Basically, I had forgotten the golden rules of U of T artsie essay writing, and mistakenly thought I had some inherit merit of my own.
I believed I hadn’t suddenly gotten stupider, but there was, at some same time a tragic decreases in marks. I was going to class, writing notes, paying attention…but during assignments, I wanted to write my own ideas that had occurred to me in class.
This was not greeted warmly.
The comments I received were only adding to my frustration:
“I commend you for pursuing this topic! Truly ___ is an area that needs to be explored!

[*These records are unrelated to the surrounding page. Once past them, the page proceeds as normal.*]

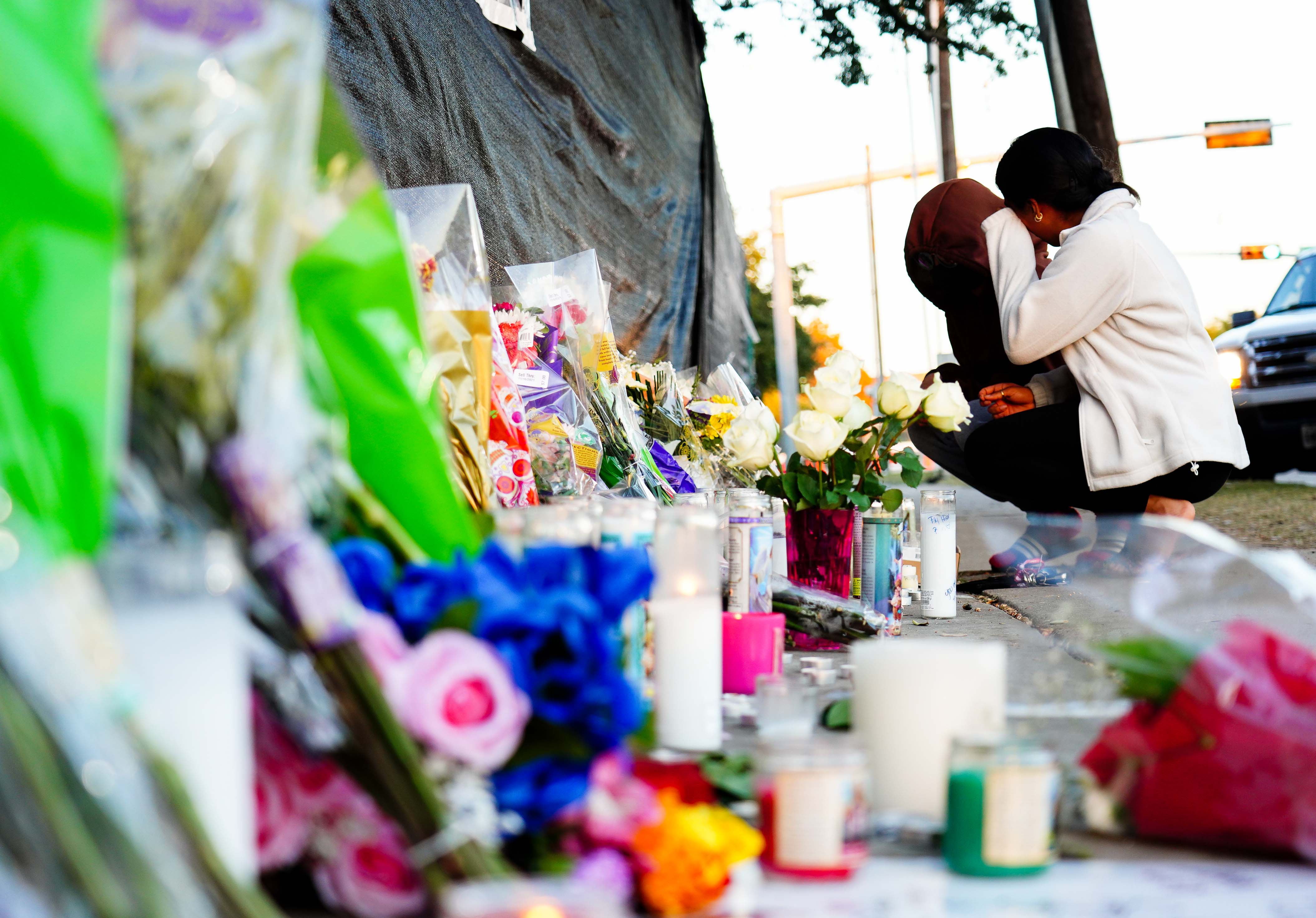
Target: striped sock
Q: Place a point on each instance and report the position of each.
(1044, 539)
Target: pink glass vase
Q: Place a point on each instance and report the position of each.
(818, 549)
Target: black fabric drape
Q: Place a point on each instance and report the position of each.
(599, 140)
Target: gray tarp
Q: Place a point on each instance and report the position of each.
(599, 140)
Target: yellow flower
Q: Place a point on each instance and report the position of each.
(690, 853)
(718, 425)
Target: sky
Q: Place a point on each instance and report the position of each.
(781, 118)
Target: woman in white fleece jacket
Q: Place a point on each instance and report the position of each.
(1139, 420)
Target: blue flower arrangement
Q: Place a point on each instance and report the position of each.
(555, 616)
(540, 790)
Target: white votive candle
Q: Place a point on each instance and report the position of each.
(937, 575)
(911, 699)
(686, 611)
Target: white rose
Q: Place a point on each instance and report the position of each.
(838, 378)
(828, 399)
(894, 400)
(748, 444)
(762, 416)
(816, 436)
(945, 406)
(857, 413)
(915, 394)
(848, 364)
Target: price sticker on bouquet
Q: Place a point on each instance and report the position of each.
(531, 379)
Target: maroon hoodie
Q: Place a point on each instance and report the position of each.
(947, 260)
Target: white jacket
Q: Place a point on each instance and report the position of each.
(1119, 308)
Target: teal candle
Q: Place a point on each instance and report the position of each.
(1001, 809)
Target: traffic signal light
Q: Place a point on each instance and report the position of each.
(1238, 133)
(1257, 253)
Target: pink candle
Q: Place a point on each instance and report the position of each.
(752, 645)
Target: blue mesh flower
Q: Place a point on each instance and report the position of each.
(370, 569)
(619, 578)
(541, 790)
(427, 591)
(559, 633)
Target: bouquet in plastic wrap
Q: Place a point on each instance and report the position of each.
(1214, 642)
(572, 302)
(216, 115)
(362, 341)
(1219, 750)
(737, 432)
(564, 444)
(443, 229)
(674, 445)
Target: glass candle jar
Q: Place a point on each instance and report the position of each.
(624, 523)
(785, 708)
(687, 621)
(812, 808)
(1001, 808)
(749, 552)
(937, 553)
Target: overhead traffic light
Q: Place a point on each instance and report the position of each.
(1238, 133)
(1257, 253)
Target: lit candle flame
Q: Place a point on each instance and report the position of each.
(543, 911)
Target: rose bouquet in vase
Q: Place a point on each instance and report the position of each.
(843, 450)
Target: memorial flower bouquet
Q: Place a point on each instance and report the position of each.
(1218, 749)
(737, 432)
(841, 453)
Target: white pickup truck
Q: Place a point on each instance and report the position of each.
(1270, 362)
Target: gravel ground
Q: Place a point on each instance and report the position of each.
(1264, 513)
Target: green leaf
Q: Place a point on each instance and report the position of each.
(844, 466)
(461, 615)
(791, 486)
(809, 488)
(733, 775)
(908, 460)
(865, 453)
(838, 715)
(543, 738)
(1149, 669)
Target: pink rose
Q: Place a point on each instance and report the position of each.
(282, 828)
(324, 790)
(282, 832)
(618, 803)
(369, 874)
(454, 694)
(606, 870)
(382, 644)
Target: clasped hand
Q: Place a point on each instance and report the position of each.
(1007, 399)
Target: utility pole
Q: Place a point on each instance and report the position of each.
(1054, 65)
(939, 80)
(873, 258)
(1084, 78)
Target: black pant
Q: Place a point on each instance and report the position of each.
(1036, 457)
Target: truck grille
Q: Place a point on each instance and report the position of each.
(1284, 359)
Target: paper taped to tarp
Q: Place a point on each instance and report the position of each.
(511, 15)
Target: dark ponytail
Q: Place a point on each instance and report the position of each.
(1056, 168)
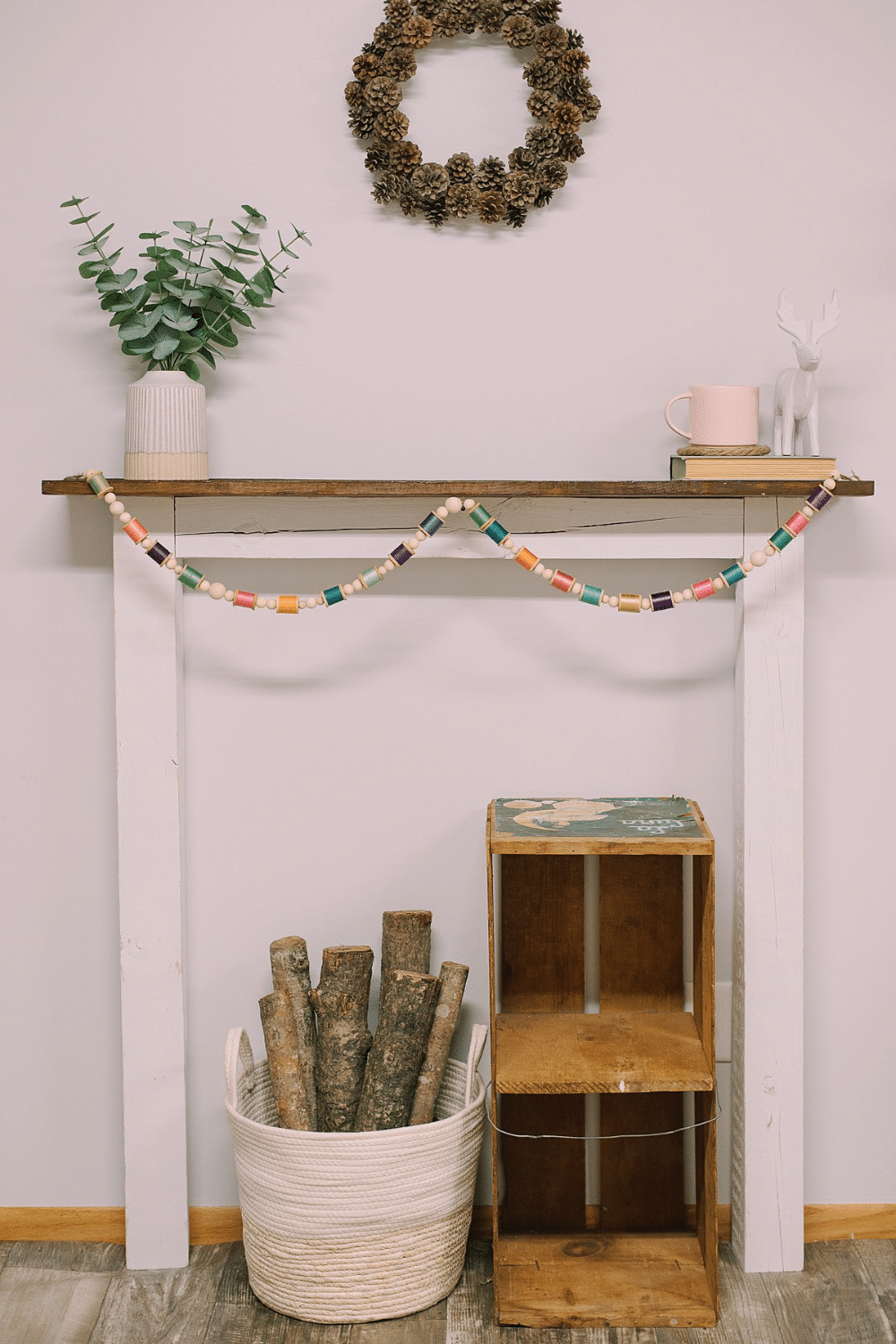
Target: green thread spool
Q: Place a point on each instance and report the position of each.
(190, 578)
(590, 594)
(780, 538)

However…._____ is really too broad to be explored in a 6 page paper.”
The frustration increased, my confidence decreased, and in all likelihood everything I churned out was probably pretentious, trite and crappy.
By fourth year, I really didn’t care and best of all, had found others that didn’t care either!
Together we expressed our creativity in our papers.
One friend added the word “tomfoolery” in every essay she wrote for a year, for the sheer entertainment value it gave her.
I personally went buck wild. I took a History of Film course and wrote my final paper about the importance of the James Bond franchise, purposely scorning the traditionally more “important” films. I took Science Fiction literature and wrote my final paper on fornication between humans and robots…a trend I had noticed popping up in almost every book I had to read in there. In my literary theory course, for my final paper, I chose America’s Next Top Model Cycle 10 as my text of choice and explained it in the context of Boris Eichenbaum and Russian formalism.
I really don’t regret this. I had a lot of fun.
Some of my profs and TAs quite enjoyed my writings, whereas others were less than amused.
So…now I’m in my fifth year, and really, I’m working on cleaning up my act. It’s tough getting back to my frame of mind from fifth year…the thing is, you see, that I love high marks. Getting one is like a dear hug, it’s like validation, it’s like acceptance…almost like parental love. Not getting one is a refusal, a put down, it’s like being told you’re just one of the pack (in truth…it made me act out a bit.)
I realize that this is not a healthy attitude…
But I still have a semester left to straighten out and possibly reform my ways…
However…I think I’ll still try to work in a little tomfoolery every now and then if I can.